George Lucas Educational Foundation
Social & Emotional Learning (SEL)

Getting Creative With SEL

How to incorporate creative expression and movement in the classroom while building social and emotional learning skills.

November 6, 2018
©Shutterstock/SpeedKingz

Finding opportunities to integrate creative expression and movement throughout the school day is a priority in the development of the whole child. Leveraging creative expression and movement to build core social and emotional learning (SEL) competencies, however, is a relatively new concept.

Creative expression can be achieved through a variety of modalities and provides opportunities to identify, process, and express emotions. Movement can be integrated into the school day in ways that are appropriate for almost any grade level, and movement forms neural connections that help us better understand our own emotions and build empathy for others.

Encouraging Creative Expression 

Being creative is an inherently vulnerable process.
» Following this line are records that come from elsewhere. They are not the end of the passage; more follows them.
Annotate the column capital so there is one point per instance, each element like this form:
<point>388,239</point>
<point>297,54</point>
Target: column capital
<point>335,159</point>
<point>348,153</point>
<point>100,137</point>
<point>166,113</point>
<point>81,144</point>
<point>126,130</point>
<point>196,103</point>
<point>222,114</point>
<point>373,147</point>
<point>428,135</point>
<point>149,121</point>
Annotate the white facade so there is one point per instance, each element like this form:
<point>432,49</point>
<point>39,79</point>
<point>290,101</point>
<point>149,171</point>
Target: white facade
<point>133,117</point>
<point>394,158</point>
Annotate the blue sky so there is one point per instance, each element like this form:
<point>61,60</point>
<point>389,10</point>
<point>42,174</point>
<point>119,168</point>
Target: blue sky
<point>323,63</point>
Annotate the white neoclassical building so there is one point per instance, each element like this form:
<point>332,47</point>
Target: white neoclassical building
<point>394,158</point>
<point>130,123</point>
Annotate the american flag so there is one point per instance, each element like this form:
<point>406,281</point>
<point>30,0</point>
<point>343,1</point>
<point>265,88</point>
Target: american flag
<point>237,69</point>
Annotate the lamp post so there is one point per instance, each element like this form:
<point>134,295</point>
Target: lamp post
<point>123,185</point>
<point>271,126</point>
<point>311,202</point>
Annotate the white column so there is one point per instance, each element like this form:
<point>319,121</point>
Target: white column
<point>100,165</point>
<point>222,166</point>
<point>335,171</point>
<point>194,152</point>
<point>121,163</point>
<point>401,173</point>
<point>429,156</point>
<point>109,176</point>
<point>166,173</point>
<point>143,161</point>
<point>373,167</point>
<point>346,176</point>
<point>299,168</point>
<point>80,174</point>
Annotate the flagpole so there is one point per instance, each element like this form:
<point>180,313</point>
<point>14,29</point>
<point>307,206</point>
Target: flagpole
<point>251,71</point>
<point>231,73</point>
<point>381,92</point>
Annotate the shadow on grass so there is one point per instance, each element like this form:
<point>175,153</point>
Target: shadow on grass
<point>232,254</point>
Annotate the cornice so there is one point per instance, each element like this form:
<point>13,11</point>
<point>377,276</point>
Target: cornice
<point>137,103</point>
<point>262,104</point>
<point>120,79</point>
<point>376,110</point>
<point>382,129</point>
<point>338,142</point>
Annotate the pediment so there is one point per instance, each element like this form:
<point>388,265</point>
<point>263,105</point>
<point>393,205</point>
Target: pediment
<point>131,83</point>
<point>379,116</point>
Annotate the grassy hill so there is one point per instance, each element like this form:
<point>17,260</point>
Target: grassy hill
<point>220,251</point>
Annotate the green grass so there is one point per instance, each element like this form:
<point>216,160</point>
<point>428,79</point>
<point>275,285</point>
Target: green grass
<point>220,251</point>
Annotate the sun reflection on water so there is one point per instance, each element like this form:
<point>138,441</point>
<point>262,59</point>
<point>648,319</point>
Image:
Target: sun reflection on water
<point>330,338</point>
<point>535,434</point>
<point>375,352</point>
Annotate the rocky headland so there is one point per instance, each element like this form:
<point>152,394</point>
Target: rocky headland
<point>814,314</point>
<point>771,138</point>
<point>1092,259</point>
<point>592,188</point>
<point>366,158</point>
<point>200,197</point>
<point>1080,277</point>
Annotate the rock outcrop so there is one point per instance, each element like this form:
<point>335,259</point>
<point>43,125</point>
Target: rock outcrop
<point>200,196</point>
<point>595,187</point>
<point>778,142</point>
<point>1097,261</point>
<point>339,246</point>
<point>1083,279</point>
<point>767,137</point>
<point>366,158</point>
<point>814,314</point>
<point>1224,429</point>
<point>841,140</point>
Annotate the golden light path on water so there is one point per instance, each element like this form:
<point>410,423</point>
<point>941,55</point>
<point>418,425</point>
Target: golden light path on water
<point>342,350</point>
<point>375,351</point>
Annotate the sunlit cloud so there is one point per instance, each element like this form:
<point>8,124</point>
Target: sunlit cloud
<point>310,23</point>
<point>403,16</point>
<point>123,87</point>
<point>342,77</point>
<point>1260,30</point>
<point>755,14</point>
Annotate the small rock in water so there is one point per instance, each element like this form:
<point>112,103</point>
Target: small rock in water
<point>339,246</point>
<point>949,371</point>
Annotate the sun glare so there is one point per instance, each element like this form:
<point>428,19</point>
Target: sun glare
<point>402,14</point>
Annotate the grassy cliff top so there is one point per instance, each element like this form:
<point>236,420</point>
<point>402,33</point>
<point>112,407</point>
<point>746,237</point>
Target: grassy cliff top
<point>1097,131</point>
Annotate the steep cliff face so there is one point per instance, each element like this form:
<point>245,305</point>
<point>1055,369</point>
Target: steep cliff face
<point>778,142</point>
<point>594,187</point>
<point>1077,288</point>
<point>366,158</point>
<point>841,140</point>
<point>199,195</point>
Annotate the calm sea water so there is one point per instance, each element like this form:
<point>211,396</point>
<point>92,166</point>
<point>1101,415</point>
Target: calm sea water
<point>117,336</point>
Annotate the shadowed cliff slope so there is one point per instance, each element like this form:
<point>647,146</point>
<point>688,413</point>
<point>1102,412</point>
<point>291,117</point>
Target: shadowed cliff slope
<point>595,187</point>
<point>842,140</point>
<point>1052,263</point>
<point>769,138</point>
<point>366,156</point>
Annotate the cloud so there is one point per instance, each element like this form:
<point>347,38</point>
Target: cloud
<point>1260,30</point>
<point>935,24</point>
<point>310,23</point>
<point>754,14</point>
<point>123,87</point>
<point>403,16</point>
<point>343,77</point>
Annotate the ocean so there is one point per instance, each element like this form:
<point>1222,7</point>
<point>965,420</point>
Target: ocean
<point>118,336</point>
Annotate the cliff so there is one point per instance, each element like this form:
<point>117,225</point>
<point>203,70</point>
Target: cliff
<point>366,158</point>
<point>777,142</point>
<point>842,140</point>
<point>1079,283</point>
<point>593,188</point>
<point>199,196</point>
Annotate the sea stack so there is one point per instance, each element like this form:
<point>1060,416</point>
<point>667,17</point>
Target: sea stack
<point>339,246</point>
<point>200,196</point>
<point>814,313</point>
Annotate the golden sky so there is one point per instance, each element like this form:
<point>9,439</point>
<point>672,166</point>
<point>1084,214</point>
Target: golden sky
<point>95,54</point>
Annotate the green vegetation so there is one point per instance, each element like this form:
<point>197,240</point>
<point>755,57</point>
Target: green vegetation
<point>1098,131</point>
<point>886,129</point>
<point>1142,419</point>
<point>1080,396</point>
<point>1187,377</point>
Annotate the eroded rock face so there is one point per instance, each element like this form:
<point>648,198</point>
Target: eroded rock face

In order to authentically build SEL competencies through creative expression, teachers need to strive to create a safe space, provide time, and open doors for validation.

  • Creating a safe and supportive classroom environment: Through a consensual conversation about class norms, teachers work to continually develop a space where students feel comfortable sharing emotions and know that their feelings will be respected, setting the stage for creative expression.
  • Providing time: Set up daily opportunities to build SEL skills to make emotion identification, expression, and management a daily practice. When a person prioritizes physical health, they don’t eat healthy or exercise for one day; rather, they develop an ongoing routine. Strengthening social and emotional well-being is no different.
  • Opening the doors for validation: Give students time to share and acknowledge each other’s emotions. Help students develop affirming statements they use with one another, such as, “I see you, I hear you, and now I better understand you.” This will help build empathy and foster a positive classroom culture. Writing and drawing can be nice additions here, as both are outlets that help us identify and process emotions and experiences. Some teachers also use journaling as an emotion management strategy.

Classroom Activities to Bring Creative Expression to Life

There are a number of ways that creative expression and movement can be incorporated to teach and build SEL skills.

Human tableaux. This involves students creating an image that’s frozen in time, similar to a snapshot. For this exercise, students work in groups to create images in response to particular prompts. One student in the group is the director and the others are actors. The director places students into a still image that answers the prompt from their perspective. Prompts could include: “What will success look like for you this school year?” and “What is a current challenge you’re facing?” You can even use this exercise to have students describe what they did over a school break.

One word, plus movement: Open the school day by asking each student to share one word that describes how they’re currently feeling and pair it with a movement. Take this a step further by having all classmates mirror the movement back to show validation. Or have students try on different emotions by using their faces and bodies to depict what happiness, anger, stress, pride, surprise, sadness, etc. might look and feel like.

Gratitude practice: Ask students to close their eyes and think about something they’re grateful for. Then tell them to think of a movement they could do that describes how that gratitude makes them feel. Then have them open their eyes and give them time to share their movements with one another. You can do this exercise with other emotions as well—optimism, worry, frustration, joy.

Leveraging technology helps to provide this safe and structured time and guide students through experiential, creative exercises. Here are two videos that walk students through creative exercises:

Incorporating creative expression and movement in the classroom might seem intimidating at first. Providing students with a structured space to engage in creative expression can help them feel more comfortable. And presenting them with clear models and examples that describe what these activities will look like can also encourage them to actively participate.